There are a few things that Rider has taught me that aren’t in any textbook or included in any final, and I will take those with me no matter where I end up after I get my degree.

Not everyone is going to give you all of the answers you want. The professors and staff have taught me that if I want things to happen, I have to be the one to do it. Success, and any of its benefits, is only given to those who actually put the work in, no matter how late they stay up to make sure it gets done on time. The life you want is not going to be handed to you on a silver platter; you have to earn it. If you want that grade, that internship, that job, your teachers can point you in the right direction, but it’s up to you to move forward and work for it.

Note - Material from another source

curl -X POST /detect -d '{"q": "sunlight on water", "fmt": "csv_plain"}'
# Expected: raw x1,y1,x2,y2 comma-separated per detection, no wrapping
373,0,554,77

We may not get what we want, when we want, even if we try, and that’s OK. There will always be obstacles in your way, and unfortunately, bad things happen that you can’t control. Take the time to pull yourself back together, look at what you could’ve done better, look to others who have done what you want and learn from their example. You’ll be better prepared to put yourself back out there in your pursuit. Sometimes it takes more than one attempt to get results.

Be open to experience. This is the time to find yourself, and as cliché as it sounds, this is the time to experiment. Ever wanted to write a book, stand up for a cause or join the club that would’ve been deemed too weird in high school? Now’s your chance. Rider provides so many ways to get involved in everything that may interest you and gives you the perfect opportunity to meet some amazing people while doing so. And if there’s a chance it doesn’t, it could be your opportunity to create one.

As much as we all try to hide from it, the end is near. We won’t be here to watch the rest of you pick up where we left off and continue to improve things both on and off campus, but we have faith that you will make us all proud.